“People who have never lost someone close to them have no idea what it’s like,” the anesthesiologist said as he crushed a second plastic tub of peanut butter.
He was leaning back in his office chair in the little anesthesia cubbyhole beside the operating rooms. I have learned from him that it’s possible to eat the peanut butter out of those little plastic tubs without a spoon. He crushes the tub together, forcing the peanut butter out the top, and then eats it like a miniature ice cream cone.
We were talking about the deaths of our mothers, who both died young.

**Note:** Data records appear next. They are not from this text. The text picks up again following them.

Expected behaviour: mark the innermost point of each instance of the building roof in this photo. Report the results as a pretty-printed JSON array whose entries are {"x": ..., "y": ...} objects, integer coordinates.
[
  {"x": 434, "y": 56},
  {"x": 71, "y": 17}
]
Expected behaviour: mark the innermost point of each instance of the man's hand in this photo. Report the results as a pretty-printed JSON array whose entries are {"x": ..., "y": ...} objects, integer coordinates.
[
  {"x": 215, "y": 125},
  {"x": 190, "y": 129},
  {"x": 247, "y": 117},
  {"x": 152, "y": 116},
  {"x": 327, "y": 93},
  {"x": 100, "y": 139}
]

What a lot of sorrow and brokenness there is in our world! So much so that the different kinds of pain and sorrow can be foreign to other members of the human race!
Another time this week, in the blur of an endless week of heart surgery, I was standing at the radiology viewer, looking at the gray and white and black shadows that comprise a chest X-ray. The curving gray ribs and collarbones, the blackness of air space, when I thought of something I’ve heard Dr. Halloran say several times.

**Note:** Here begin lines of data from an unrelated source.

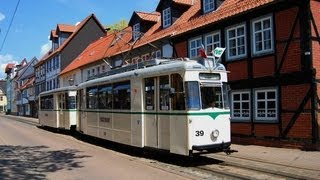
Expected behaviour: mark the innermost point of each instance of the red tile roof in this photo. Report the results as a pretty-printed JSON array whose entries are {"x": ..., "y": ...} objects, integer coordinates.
[
  {"x": 28, "y": 83},
  {"x": 66, "y": 28},
  {"x": 8, "y": 66},
  {"x": 53, "y": 34},
  {"x": 101, "y": 48},
  {"x": 43, "y": 58},
  {"x": 189, "y": 21},
  {"x": 186, "y": 2},
  {"x": 149, "y": 16},
  {"x": 78, "y": 27}
]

The X-ray I was looking at had something more. After heart surgery, your X-ray is never the same. To get to the heart, the surgeon uses a bone saw which divides the sternum, or breastbone. At the end of the surgery, the surgeon uses a heavy curved needle to thread metal wire through the bone and bring the cut sides back together. He twists the ends of the wires together like a twist tie, snips them, close to the bone, and turns the ends into the bone.

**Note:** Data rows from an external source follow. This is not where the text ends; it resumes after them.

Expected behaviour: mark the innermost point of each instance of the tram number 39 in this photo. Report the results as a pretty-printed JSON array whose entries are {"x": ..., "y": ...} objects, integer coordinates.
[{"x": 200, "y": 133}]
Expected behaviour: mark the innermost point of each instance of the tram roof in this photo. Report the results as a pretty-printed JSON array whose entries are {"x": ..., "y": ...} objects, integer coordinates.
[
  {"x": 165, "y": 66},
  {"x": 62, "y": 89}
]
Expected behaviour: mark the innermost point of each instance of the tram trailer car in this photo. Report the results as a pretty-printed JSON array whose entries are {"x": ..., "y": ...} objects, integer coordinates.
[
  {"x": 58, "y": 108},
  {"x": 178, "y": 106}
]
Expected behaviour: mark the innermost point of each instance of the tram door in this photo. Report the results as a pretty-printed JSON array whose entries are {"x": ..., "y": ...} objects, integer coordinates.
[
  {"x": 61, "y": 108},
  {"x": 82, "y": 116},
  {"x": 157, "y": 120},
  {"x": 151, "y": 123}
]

The wires stay there forever, only to reappear on future X-rays or airport security monitors.
As I looked at the bones of the vertebrae fitting neatly together, and the row of wires marching down the front like shirt buttons, I thought of Dr. Halloran looking at the X-ray of a patient he didn’t remember and saying, “Those look like my wires.”
Strange, that such a small thing as a row of twisted wires could bear the signature of its designer!
How much more must God look on his Creations with fondness, with longing for them to reflect his nature!
Perhaps like a heart surgeon God wonders at our stupidity when we refuse to let him access our hearts. Perhaps he is waiting for us to sign our name on the line consenting to let him work, agreeing to press forward through the pain.
And perhaps, like a heart surgeon, He knows His people best by their redeemed state… By the restoration of the pieces of our broken lives, whether from our own sin or from unexplainable tragedies like young women dying from cancer.
When God looks at the wreck I was, or you were, I think He remembers how it had to get worse before it could get better. I think He remembers the pain we went through and the pain He went through to fix our state. And I think He knows His own, and could say without a doubt, and with perfect confidence in his repair, “Those are my wires!”
4 thoughts on “My Wires”
Wow, this thought really resonated with me! The idea of God being able to look at His work in us, ways that He broke us and restored us…and recognize His own stamp on us…I love it! Thank you!
Glad to hear you share!
I imagine Dr. Hollaran recognizes his work revealed by the CXR like when dentists know their long time patients best by the restorations they have placed throughout the years.
Thanks again for sharing insight on His thoughts of us.
Thanks Loreena! Never thought about a dentist.